Background: Scoparone, the principal natural active ingredient of Artemisia capillaries (Yin Chen), can effectively treat cholestatic diseases, but the pharmacokinetic properties of scoparone are rarely studied in intrahepatic cholestatic rats. Objective: A sensitive and rapid LC-MS/MS method was established to detect scoparone and its metabolite of scopoletin in rat plasma and then compare their plasma pharmacokinetic differences between the normal and ANIT-induced cholestasis rats.
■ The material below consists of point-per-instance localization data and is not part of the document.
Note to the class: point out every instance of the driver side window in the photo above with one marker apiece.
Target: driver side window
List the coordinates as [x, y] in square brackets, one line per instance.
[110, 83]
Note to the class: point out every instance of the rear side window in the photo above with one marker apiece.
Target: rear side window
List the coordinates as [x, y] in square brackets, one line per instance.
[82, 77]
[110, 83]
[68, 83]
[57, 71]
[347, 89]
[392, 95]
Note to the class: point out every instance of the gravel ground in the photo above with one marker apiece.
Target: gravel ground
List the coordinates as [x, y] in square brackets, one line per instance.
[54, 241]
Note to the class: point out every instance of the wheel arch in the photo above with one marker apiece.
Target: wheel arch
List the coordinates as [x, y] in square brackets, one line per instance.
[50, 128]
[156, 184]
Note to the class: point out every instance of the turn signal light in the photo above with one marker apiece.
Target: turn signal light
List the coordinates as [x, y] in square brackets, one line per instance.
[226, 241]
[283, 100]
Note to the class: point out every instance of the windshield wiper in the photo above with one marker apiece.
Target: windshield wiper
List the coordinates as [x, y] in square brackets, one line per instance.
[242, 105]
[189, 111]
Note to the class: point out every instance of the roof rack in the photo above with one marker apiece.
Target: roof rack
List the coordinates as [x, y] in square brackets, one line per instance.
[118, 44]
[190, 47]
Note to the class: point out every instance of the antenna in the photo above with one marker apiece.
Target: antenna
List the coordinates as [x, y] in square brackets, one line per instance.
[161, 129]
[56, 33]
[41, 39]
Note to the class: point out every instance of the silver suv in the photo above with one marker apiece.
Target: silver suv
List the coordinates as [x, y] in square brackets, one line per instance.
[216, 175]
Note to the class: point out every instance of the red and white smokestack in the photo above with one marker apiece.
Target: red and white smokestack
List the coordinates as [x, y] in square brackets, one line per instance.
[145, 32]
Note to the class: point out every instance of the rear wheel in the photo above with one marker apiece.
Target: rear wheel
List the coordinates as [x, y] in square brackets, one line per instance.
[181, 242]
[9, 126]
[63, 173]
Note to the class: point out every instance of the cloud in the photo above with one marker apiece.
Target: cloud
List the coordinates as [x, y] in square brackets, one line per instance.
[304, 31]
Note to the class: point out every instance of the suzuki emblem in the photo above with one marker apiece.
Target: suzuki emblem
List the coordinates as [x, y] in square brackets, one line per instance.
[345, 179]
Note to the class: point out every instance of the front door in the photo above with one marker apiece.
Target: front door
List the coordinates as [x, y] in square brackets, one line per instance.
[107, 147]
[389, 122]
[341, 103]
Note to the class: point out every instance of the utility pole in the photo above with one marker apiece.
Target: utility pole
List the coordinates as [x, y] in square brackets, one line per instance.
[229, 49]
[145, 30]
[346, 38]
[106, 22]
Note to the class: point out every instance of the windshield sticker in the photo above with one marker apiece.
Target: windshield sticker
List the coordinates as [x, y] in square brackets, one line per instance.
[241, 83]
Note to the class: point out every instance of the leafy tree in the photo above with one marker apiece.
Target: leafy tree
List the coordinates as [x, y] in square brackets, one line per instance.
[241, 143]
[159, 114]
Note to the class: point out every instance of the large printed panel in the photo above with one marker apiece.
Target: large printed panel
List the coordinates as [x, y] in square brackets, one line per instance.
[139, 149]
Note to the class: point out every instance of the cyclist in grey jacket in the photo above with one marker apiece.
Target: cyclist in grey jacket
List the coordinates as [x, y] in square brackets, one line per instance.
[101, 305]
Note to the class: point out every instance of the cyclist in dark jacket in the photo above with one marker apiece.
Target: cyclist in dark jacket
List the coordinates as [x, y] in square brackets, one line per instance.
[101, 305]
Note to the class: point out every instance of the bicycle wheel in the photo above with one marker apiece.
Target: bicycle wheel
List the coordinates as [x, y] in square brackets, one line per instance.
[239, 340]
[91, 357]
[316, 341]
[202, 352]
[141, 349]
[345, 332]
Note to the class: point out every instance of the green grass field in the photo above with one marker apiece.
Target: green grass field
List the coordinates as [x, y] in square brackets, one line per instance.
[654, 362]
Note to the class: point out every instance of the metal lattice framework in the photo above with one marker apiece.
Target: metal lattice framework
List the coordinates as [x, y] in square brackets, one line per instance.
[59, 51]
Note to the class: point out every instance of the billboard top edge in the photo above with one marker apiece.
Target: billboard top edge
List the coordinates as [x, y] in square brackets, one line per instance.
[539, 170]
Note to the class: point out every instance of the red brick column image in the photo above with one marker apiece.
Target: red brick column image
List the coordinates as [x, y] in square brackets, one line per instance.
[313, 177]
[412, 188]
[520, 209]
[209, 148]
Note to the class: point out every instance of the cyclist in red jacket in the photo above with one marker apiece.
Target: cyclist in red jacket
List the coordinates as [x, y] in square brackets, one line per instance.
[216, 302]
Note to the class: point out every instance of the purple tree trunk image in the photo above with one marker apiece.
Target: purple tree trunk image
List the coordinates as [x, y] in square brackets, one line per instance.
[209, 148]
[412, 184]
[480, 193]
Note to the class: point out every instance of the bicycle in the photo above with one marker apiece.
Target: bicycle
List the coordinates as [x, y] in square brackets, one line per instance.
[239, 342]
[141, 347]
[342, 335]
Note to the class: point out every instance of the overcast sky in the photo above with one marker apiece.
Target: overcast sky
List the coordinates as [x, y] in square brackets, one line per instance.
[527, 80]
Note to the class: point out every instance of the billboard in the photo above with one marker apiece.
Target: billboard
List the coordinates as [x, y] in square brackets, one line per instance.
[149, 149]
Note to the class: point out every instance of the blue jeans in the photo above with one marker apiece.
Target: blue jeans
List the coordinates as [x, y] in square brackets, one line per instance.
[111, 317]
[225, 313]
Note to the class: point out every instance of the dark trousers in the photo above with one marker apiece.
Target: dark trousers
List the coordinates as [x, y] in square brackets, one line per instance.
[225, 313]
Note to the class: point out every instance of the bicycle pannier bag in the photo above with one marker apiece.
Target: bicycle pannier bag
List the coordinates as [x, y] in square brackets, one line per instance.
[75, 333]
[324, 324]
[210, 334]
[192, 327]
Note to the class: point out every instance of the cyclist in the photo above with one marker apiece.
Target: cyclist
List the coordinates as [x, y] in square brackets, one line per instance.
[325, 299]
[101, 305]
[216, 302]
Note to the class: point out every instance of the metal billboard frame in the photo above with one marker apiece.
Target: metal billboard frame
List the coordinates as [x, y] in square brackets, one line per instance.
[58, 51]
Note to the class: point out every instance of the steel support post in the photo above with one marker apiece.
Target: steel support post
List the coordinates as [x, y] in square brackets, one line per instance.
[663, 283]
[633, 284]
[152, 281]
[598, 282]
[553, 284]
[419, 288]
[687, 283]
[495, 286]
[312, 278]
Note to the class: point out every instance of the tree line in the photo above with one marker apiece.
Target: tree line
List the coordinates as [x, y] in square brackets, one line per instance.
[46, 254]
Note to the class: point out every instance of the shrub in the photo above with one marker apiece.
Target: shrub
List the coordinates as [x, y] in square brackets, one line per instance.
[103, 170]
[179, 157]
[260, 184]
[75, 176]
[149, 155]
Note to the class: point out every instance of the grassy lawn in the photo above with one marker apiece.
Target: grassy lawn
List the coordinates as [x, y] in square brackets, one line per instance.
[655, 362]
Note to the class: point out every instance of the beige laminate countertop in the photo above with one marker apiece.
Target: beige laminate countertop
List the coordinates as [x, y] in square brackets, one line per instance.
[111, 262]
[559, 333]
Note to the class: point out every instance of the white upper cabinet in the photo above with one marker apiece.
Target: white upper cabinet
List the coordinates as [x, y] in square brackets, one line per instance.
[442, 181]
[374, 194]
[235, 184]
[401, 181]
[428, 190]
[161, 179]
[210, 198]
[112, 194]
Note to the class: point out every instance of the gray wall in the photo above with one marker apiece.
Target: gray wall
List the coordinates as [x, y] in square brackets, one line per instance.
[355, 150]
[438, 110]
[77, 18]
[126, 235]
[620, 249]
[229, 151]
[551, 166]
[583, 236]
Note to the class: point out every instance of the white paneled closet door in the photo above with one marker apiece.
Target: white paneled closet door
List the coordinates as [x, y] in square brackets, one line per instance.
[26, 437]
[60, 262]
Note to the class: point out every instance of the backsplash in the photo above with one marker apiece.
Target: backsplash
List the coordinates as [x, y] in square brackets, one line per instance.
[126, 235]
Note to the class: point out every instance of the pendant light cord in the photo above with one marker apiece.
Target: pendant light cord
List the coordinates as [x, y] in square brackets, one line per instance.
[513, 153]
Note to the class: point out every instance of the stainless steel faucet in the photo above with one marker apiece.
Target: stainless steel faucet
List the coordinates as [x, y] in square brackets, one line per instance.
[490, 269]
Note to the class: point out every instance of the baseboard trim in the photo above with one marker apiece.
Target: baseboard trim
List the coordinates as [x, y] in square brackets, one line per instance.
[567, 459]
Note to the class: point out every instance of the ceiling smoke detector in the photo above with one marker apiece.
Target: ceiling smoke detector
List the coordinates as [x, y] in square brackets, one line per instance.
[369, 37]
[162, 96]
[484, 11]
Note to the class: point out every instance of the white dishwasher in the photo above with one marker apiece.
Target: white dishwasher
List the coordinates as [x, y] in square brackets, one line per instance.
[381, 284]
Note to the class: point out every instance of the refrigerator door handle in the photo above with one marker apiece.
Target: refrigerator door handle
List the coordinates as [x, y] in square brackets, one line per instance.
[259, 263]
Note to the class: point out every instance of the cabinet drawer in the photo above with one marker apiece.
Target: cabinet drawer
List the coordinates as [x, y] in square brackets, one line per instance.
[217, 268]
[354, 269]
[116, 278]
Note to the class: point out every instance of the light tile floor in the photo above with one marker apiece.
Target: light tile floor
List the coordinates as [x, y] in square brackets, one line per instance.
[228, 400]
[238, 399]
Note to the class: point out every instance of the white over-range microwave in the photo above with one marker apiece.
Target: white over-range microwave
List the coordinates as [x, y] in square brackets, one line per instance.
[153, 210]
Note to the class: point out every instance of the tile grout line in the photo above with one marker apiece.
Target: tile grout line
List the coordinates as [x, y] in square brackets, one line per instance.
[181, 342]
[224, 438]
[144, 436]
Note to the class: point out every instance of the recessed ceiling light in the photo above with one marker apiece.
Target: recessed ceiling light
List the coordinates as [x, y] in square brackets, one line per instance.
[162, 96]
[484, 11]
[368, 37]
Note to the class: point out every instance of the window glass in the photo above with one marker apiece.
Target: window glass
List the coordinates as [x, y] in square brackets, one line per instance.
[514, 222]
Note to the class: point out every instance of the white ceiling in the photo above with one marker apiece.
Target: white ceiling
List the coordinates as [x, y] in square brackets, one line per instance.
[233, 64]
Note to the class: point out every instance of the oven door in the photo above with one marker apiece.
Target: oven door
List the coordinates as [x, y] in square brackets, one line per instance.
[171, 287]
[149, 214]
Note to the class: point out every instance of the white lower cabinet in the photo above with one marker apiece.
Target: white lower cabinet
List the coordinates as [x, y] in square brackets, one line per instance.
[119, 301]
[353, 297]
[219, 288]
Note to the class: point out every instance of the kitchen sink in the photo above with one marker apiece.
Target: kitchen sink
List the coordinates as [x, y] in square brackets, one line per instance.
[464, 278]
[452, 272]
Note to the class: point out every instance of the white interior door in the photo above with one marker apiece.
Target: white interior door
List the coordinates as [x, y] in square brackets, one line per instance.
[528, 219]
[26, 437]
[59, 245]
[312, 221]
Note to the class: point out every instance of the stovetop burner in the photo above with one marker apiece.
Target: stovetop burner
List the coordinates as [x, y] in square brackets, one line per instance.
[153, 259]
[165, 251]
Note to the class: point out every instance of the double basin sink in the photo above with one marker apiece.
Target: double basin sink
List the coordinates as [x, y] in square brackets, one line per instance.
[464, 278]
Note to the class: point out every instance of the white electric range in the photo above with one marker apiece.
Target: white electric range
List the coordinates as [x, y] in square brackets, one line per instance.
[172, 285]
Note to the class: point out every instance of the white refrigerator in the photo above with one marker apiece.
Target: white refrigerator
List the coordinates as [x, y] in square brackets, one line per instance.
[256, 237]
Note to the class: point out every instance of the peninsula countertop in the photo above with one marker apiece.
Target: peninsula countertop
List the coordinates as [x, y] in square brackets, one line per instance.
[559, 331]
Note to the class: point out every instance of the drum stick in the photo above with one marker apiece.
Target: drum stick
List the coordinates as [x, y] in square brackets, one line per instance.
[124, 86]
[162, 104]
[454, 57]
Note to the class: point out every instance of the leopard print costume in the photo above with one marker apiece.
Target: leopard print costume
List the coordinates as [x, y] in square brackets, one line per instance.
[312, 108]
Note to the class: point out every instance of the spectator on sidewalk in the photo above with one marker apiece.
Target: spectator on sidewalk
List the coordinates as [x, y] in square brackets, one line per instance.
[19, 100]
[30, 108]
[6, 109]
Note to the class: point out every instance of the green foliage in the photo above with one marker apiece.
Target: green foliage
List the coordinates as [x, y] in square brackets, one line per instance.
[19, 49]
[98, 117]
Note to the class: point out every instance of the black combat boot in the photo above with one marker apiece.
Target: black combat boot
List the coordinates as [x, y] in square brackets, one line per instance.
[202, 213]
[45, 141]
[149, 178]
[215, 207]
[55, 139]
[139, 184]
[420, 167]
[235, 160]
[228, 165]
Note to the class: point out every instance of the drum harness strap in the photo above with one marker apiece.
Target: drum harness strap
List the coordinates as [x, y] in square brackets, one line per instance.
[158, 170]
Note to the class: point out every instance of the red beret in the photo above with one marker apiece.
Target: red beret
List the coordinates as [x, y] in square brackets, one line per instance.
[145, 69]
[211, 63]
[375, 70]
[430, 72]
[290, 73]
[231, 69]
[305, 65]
Methods: Positive ionization was used to separate scoparone and scopoletin using acetonitrile and 0.1 % formic acid water as the mobile phase on a Hypersil ODS-BP column. Results: The calibration curves presented good linearity (R=0.9983 and 0.9989) in the concentration range of 1010000 ng/mL and 0.5-500 ng/mL for scoparone and scopoletin, respectively. The precision of <= 9.4% and the accuracy ranged from -6.4% to 6.8% were recorded over three validation runs, and the recovery was higher than 83.9%. Under different storage conditions, scoparone and scopoletin were stable. Therefore, we studied the pharmacokinetic properties of scoparone and scopoletin in rats after a single oral administration with the above method. According to the results, the pharmacokinetic parameters of AUC, t(1/2), and C-max values of scoparone in the ANIT group were increased by 106%, 75%, and 44%, respectively, while these values of scopoletin were increased by 142%, 62%, and 65%. Conclusion: The findings indicated that the pharmacokinetic properties of scoparone and scopoletin were significantly different between the normal and ANIT-induced cholestasis rats, which suggested that the clinical application dosage of scoparone should be adjusted according to the liver function of patients.